High Fidelity Speech Synthesis with Adversarial Networks
Authors' Implementation of DeepSpeech Distances proposed inThis repo provides a code for estimation of DeepSpeech Distances, new evaluation metrics for neural speech synthesis.
Details
The computation involves estimating Fréchet and Kernel distances between high-level features of the reference and the examined samples extracted from hidden representation of NVIDIA's DeepSpeech2 speech recognition model.
We propose four distances:
- Fréchet DeepSpeech Distance (FDSD, based on FID, see [2])
- Kernel DeepSpeech Distance (KDSD, based on KID, see [3])
- conditional Fréchet DeepSpeech Distance (cFDSD),
- conditional Kernel DeepSpeech Distance (cKDSD).

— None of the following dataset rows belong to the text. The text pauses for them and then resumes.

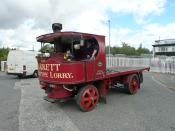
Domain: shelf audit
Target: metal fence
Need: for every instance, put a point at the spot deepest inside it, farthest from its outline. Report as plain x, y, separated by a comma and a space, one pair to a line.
162, 65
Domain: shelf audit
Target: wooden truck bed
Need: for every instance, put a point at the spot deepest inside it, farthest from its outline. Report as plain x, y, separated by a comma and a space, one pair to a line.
118, 71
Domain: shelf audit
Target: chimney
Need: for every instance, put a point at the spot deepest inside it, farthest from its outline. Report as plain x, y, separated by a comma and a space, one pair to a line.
56, 27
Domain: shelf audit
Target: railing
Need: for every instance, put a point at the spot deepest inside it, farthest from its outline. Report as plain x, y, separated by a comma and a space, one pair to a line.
162, 65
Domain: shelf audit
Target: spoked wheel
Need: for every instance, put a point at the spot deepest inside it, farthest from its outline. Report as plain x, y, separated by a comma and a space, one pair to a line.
35, 74
133, 84
87, 98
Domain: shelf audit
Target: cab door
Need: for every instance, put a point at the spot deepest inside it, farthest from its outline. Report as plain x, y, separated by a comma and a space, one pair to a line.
90, 70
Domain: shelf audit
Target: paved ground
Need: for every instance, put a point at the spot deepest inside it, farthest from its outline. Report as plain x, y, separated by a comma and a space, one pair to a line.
151, 109
9, 103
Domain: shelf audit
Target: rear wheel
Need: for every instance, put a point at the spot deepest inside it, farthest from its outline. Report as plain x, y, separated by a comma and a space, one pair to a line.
20, 76
133, 84
35, 74
87, 98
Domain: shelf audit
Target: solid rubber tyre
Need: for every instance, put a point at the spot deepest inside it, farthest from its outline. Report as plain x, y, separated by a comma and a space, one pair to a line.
133, 84
87, 98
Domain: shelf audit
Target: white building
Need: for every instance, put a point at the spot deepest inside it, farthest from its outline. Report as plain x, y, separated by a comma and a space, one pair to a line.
164, 47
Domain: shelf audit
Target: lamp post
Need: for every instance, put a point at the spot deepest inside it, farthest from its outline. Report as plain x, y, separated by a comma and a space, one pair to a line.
109, 50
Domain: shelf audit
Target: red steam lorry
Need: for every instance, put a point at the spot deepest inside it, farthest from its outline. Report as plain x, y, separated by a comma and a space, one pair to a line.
72, 72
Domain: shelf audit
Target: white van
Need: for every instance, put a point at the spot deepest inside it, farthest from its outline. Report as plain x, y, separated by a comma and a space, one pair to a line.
22, 63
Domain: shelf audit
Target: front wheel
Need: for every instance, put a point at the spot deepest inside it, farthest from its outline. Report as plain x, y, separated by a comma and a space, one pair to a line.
35, 74
133, 84
87, 98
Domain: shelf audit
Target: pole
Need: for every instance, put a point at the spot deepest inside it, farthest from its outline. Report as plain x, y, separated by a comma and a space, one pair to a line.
109, 50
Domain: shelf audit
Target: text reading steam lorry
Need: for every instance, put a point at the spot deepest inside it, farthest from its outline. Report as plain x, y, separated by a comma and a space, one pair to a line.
77, 69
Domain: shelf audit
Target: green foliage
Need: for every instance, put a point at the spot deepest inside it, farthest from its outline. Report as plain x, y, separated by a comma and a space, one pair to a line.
127, 50
47, 49
4, 54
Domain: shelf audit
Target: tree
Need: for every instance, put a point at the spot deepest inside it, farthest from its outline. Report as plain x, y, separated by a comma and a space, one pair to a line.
127, 50
141, 50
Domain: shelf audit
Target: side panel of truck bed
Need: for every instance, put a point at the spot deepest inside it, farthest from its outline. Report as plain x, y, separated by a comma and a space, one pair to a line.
118, 71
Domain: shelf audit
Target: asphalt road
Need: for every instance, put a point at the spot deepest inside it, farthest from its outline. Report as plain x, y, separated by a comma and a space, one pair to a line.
151, 109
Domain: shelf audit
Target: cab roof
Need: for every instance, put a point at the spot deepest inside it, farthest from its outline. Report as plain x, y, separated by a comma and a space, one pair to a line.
51, 36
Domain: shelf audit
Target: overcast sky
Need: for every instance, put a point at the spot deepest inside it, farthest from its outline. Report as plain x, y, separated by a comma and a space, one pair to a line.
132, 21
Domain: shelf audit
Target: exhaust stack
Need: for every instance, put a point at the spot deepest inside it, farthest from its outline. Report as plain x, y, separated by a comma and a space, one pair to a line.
56, 27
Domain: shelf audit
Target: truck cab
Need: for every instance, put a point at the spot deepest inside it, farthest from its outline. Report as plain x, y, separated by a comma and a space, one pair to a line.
80, 66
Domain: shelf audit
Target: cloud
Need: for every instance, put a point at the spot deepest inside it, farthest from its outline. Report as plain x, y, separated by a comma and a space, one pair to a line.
149, 33
22, 21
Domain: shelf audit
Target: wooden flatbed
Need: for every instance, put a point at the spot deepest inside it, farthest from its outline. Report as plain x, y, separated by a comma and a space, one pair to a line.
119, 71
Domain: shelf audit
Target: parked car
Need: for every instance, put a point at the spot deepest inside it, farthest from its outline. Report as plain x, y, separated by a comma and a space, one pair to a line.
22, 63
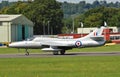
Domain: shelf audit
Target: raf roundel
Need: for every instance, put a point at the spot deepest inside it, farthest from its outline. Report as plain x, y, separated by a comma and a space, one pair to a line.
78, 43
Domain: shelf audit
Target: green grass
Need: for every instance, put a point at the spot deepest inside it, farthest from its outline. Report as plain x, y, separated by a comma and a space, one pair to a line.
91, 49
100, 66
79, 66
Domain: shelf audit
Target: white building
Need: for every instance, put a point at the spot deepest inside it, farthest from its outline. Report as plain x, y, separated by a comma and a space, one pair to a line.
15, 28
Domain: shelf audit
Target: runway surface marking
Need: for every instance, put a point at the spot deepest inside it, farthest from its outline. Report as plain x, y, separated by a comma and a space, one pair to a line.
21, 55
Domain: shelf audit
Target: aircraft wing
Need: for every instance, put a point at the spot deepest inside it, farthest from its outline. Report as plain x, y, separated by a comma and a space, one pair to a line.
98, 38
56, 44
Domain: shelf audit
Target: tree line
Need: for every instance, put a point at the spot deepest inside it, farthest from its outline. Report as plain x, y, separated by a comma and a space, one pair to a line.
73, 9
46, 15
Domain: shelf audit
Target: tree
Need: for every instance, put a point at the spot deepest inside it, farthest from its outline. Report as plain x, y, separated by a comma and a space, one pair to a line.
39, 11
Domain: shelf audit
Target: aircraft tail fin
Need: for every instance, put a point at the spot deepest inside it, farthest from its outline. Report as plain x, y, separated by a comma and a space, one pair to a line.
96, 33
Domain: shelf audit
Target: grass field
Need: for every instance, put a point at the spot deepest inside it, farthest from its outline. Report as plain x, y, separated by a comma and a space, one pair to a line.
99, 66
79, 66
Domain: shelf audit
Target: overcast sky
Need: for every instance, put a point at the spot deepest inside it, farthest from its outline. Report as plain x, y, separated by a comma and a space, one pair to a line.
74, 1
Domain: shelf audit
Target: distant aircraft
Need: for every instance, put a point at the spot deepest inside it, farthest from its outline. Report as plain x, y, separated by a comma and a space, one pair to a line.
57, 45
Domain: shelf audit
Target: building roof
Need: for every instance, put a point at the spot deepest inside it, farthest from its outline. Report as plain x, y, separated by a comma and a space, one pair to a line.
8, 17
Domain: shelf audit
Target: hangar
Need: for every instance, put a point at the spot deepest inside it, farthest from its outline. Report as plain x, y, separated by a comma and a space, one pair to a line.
15, 28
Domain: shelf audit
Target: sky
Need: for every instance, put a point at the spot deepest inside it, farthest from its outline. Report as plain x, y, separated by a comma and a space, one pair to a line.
73, 1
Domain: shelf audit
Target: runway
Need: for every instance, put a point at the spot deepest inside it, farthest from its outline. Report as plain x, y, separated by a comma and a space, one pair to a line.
71, 54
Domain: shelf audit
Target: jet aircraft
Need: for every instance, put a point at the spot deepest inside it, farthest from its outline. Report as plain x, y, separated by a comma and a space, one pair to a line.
57, 45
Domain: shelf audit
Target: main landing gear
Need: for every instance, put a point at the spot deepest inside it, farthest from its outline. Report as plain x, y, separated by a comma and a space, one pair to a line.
27, 53
62, 52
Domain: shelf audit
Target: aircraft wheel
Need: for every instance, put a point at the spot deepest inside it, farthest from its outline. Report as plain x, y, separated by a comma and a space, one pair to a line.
55, 52
62, 52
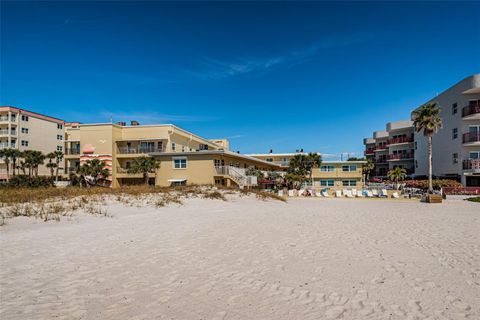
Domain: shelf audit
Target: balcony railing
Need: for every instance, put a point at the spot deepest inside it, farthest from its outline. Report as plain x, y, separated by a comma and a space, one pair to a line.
369, 151
471, 137
139, 150
400, 156
5, 132
70, 151
400, 140
472, 108
471, 164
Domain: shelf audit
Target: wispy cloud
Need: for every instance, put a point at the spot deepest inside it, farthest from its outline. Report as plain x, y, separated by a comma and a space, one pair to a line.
212, 69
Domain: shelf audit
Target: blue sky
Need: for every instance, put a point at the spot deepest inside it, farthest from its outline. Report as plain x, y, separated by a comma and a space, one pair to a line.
283, 76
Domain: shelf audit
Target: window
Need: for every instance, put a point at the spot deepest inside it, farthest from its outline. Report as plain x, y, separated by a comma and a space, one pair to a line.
327, 168
327, 183
180, 163
474, 155
349, 183
350, 168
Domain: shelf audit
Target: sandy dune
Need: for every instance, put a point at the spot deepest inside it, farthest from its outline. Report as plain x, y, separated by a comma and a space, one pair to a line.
247, 259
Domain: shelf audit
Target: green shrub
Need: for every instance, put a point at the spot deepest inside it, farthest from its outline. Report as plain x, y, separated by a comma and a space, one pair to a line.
30, 182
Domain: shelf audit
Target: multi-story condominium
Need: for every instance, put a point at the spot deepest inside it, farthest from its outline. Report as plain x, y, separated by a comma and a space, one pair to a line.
184, 157
456, 147
26, 130
391, 148
330, 174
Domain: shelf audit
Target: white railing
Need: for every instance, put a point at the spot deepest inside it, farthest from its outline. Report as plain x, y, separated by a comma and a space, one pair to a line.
238, 175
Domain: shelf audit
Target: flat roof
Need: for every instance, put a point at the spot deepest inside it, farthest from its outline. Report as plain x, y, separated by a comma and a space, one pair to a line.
215, 152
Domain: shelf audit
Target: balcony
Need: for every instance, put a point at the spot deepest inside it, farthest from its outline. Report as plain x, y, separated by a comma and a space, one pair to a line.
471, 137
472, 165
5, 132
380, 148
369, 151
139, 150
471, 110
400, 156
72, 151
400, 140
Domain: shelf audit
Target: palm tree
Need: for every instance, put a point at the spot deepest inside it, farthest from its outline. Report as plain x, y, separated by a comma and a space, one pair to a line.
58, 158
144, 165
397, 174
33, 159
15, 155
93, 168
7, 154
50, 156
427, 119
368, 168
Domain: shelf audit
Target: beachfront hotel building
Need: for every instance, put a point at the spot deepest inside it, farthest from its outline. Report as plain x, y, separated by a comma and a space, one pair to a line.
26, 130
330, 175
456, 147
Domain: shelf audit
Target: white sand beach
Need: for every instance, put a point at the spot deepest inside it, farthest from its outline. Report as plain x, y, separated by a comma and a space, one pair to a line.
247, 259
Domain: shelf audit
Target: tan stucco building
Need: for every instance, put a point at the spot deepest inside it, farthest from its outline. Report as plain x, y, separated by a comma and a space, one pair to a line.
26, 130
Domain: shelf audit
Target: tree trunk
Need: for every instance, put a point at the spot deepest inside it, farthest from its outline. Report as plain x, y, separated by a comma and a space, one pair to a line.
430, 174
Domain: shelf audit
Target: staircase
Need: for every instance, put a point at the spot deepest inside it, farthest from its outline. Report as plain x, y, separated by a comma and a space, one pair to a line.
237, 175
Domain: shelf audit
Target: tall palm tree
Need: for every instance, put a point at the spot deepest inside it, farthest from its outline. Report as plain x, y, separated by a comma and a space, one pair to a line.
144, 165
397, 174
427, 119
58, 157
7, 154
15, 155
368, 168
94, 168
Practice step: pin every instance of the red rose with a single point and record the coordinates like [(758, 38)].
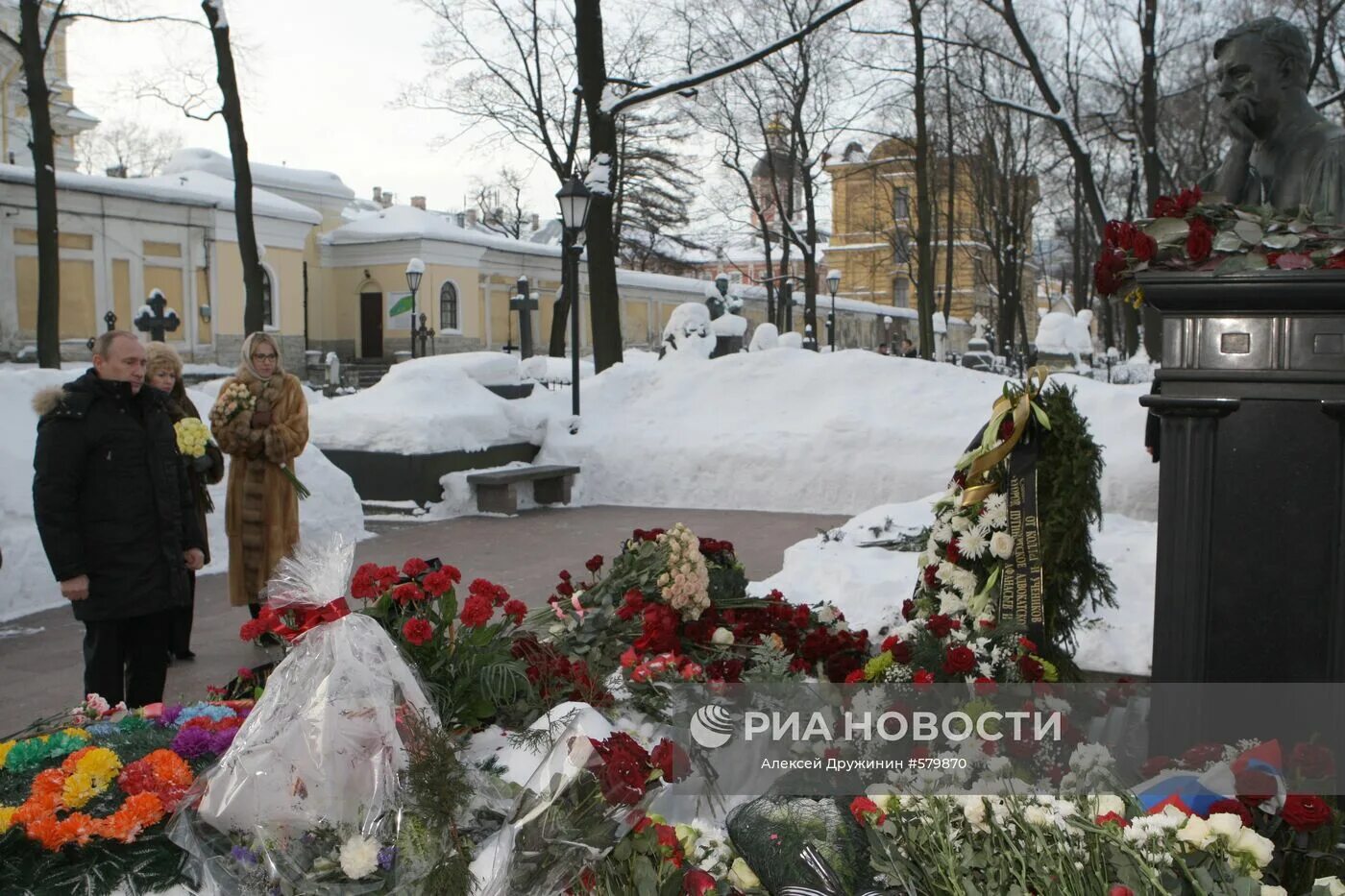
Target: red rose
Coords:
[(939, 626), (1231, 808), (1200, 240), (437, 583), (672, 761), (697, 883), (1313, 761), (417, 631), (959, 661), (477, 611), (863, 808), (1305, 812), (515, 611)]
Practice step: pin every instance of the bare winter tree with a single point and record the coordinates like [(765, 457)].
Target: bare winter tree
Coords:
[(36, 36), (128, 148)]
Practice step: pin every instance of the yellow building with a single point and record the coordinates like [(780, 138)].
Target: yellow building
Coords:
[(873, 224), (66, 118)]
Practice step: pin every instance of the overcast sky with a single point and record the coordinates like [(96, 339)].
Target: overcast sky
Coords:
[(320, 83)]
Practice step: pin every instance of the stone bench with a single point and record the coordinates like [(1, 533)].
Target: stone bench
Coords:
[(495, 493)]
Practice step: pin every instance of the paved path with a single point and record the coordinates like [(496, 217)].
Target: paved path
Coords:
[(40, 673)]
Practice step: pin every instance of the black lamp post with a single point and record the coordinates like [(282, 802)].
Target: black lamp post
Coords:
[(575, 201), (414, 271), (833, 285)]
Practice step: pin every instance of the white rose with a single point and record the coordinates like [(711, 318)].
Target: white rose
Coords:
[(1226, 825), (1253, 844), (359, 858), (1196, 833), (1001, 545)]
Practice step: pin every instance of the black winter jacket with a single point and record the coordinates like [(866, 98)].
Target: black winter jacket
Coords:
[(111, 499)]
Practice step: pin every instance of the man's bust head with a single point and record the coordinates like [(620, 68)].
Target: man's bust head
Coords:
[(1261, 73)]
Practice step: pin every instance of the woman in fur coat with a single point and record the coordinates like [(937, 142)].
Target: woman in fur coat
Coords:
[(163, 372), (261, 512)]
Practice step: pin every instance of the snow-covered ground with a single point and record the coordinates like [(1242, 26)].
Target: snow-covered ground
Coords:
[(869, 584), (26, 583)]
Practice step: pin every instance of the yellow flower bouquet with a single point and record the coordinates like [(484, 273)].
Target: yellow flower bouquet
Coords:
[(192, 436)]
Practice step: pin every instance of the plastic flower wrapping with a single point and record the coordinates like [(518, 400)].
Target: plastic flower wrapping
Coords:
[(309, 795)]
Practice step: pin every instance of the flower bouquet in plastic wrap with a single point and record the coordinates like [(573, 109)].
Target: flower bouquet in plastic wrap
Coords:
[(578, 804), (311, 795)]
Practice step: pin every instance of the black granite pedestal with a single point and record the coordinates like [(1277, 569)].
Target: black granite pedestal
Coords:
[(1250, 583)]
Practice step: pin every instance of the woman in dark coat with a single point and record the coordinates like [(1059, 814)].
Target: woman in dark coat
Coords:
[(163, 372)]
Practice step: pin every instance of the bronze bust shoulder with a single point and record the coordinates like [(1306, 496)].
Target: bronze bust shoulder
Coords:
[(1284, 153)]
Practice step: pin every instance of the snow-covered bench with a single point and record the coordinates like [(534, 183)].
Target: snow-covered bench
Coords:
[(495, 493)]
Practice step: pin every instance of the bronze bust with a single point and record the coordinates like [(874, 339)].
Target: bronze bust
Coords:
[(1284, 153)]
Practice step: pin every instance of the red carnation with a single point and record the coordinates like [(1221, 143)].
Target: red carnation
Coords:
[(437, 583), (672, 761), (1305, 812), (1313, 761), (1200, 240), (939, 626), (697, 883), (1231, 808), (959, 661), (477, 611), (417, 631)]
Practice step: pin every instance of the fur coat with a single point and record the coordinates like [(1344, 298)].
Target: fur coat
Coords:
[(261, 510)]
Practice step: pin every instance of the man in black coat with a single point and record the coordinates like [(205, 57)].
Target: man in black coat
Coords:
[(116, 517)]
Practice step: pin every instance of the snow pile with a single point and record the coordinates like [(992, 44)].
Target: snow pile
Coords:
[(1065, 334), (26, 581), (809, 432), (423, 406), (869, 584)]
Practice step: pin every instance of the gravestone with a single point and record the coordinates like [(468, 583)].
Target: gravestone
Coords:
[(1251, 534)]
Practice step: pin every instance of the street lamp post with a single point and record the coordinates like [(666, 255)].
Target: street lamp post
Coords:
[(833, 285), (414, 271), (575, 201)]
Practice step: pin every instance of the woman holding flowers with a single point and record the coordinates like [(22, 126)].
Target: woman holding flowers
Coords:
[(205, 467), (261, 423)]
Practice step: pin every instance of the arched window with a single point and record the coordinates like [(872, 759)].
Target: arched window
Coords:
[(268, 299), (448, 307)]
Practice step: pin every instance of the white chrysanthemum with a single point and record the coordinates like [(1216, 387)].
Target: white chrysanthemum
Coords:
[(972, 543), (359, 858), (1001, 545)]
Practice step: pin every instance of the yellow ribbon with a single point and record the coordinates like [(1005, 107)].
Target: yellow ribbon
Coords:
[(979, 486)]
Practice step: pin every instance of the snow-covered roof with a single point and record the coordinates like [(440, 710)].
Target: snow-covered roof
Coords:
[(183, 188), (323, 183)]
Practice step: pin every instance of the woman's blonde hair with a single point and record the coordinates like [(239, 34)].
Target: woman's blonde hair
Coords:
[(160, 355)]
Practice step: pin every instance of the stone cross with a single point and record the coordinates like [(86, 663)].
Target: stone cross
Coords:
[(978, 325), (525, 304), (154, 321)]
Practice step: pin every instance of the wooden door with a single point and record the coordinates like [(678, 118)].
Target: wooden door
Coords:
[(370, 325)]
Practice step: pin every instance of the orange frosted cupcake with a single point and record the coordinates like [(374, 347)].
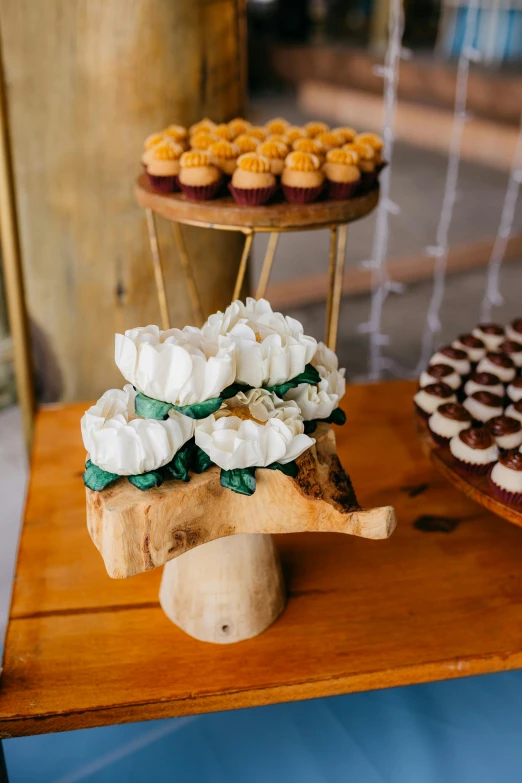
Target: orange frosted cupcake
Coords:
[(253, 182), (276, 152), (330, 140), (342, 173), (346, 133), (238, 126), (203, 125), (276, 126), (246, 143), (198, 177), (258, 132), (302, 179), (366, 164), (313, 129), (202, 140), (162, 165), (224, 155), (312, 146)]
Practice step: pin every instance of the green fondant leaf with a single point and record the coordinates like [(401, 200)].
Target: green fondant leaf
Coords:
[(97, 479), (151, 409), (147, 480), (200, 410), (309, 375), (289, 468), (241, 480)]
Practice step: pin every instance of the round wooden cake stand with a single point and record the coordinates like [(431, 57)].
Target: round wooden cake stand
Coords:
[(275, 218), (475, 487)]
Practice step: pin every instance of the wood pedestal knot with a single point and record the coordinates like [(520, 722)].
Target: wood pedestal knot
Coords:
[(225, 591), (232, 580)]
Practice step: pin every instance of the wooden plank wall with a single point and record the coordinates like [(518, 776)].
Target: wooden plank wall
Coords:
[(87, 80)]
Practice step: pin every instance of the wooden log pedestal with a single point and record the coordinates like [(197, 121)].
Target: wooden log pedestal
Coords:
[(222, 580)]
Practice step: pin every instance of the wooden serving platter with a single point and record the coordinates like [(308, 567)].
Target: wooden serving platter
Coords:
[(277, 216), (475, 487)]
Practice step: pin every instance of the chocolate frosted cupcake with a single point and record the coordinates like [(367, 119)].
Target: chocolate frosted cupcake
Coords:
[(515, 410), (449, 419), (484, 381), (514, 330), (506, 477), (514, 390), (506, 431), (474, 347), (490, 334), (499, 364), (453, 356), (484, 405), (512, 349), (428, 399), (440, 372), (474, 450)]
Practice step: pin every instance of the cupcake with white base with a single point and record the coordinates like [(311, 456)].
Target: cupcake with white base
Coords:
[(440, 372), (428, 399), (490, 334), (474, 450), (484, 381), (454, 357), (512, 349), (499, 364), (484, 405), (506, 431), (515, 410), (449, 419), (514, 390), (473, 346), (506, 477)]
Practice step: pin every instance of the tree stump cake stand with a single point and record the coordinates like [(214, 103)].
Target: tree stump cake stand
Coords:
[(222, 579)]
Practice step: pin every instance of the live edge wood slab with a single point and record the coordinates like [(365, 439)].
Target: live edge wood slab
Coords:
[(441, 598)]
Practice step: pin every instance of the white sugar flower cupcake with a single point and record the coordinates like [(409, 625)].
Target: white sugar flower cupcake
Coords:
[(270, 348), (120, 442), (255, 429), (318, 401), (181, 367)]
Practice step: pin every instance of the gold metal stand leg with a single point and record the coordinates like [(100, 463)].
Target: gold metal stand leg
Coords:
[(267, 265), (158, 269), (189, 276), (337, 255), (242, 265)]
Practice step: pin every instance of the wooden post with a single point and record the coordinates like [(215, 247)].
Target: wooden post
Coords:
[(86, 82)]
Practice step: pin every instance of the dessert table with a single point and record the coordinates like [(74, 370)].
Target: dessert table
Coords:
[(440, 599)]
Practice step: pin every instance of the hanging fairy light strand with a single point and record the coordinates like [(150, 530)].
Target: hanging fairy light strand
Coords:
[(381, 283), (439, 251), (492, 296)]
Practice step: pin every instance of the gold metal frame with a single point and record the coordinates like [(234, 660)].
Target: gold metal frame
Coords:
[(338, 233)]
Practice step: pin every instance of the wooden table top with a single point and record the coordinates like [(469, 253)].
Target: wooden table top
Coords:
[(84, 650)]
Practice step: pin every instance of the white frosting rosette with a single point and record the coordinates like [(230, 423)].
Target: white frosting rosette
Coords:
[(270, 348), (253, 429), (120, 442), (181, 367), (317, 401)]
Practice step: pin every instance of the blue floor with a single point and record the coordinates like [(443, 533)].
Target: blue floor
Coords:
[(461, 731)]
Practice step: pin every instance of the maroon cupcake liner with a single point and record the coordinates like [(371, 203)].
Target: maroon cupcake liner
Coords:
[(473, 470), (340, 191), (163, 184), (252, 197), (302, 195), (506, 497)]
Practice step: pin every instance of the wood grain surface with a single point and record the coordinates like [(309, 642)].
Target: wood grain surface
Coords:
[(279, 215), (477, 488), (84, 650)]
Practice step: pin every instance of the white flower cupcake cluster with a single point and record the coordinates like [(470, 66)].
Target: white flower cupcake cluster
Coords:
[(244, 391)]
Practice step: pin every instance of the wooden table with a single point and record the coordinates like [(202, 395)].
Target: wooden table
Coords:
[(442, 598)]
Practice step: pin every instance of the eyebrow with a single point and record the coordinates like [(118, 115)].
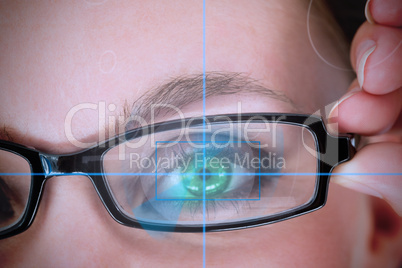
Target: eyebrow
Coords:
[(184, 90), (5, 133)]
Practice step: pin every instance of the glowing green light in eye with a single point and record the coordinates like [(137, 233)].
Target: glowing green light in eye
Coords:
[(214, 184)]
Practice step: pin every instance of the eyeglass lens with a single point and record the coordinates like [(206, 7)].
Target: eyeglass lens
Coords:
[(15, 183), (252, 170)]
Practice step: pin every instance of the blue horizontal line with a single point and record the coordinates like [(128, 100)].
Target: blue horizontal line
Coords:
[(201, 174)]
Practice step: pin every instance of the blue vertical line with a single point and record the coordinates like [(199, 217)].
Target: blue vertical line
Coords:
[(203, 134)]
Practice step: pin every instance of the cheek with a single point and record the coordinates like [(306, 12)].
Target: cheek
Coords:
[(326, 238)]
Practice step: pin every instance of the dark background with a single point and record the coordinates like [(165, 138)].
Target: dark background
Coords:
[(349, 14)]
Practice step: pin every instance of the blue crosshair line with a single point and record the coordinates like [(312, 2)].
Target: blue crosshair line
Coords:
[(203, 133)]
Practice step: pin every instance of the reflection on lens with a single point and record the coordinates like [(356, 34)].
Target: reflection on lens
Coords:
[(247, 176), (15, 180)]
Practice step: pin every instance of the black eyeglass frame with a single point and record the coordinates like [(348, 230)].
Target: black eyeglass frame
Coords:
[(89, 162)]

The conditional distances compare samples with the same conditioning (e.g. text) and asses conditional quality of the audio. The uncoditional ones compare random samples from two distributions and asses general quality of audio. For more details, see [1].
Usage
To use the demo, open the provided notebook in colab.
Alternatively, open a new colab notebook, mount a drive and clone this repository:
from google.colab import drive
drive.mount('/content/drive', force_remount=True)
!git clone https://github.com/mbinkowski/DeepSpeechDistances `/content/drive/My Drive/DeepSpeechDistances`
After that, go to /content/drive/My Drive/DeepSpeechDistances, open a demo notebook deep_speech_distances.ipynb, and follow the instructions therein.
Notes
We provide a tensorflow meta graph file for DeepSpeech2 based on the original one available with the checkpoint. The provided file differs from the original only in the lack of map-reduce ops defined by horovod library; therefore the resulting model is equivalent to the original.
This is an 'alpha' version of the API; although fully functional it will be heavily updated and simplified soon.
References
[1] Mikołaj Bińkowski, Jeff Donahue, Sander Dieleman, Aidan Clark, Erich Elsen, Norman Casagrande, Luis C. Cobo, Karen Simonyan, High Fidelity Speech Synthesis with Adversarial Networks, ICLR 2020.
[2] Martin Heusel, Hubert Ramsauer, Thomas Unterthiner, Bernhard Nessler, Sepp Hochreiter, GANs Trained by a Two Time-Scale Update Rule Converge to a Local Nash Equilibrium, NeurIPS 2017.
[3] Mikołaj Bińkowski, Dougal J. Sutherland, Michael Arbel, Arthur Gretton, Demystifying MMD GANs, ICLR 2018.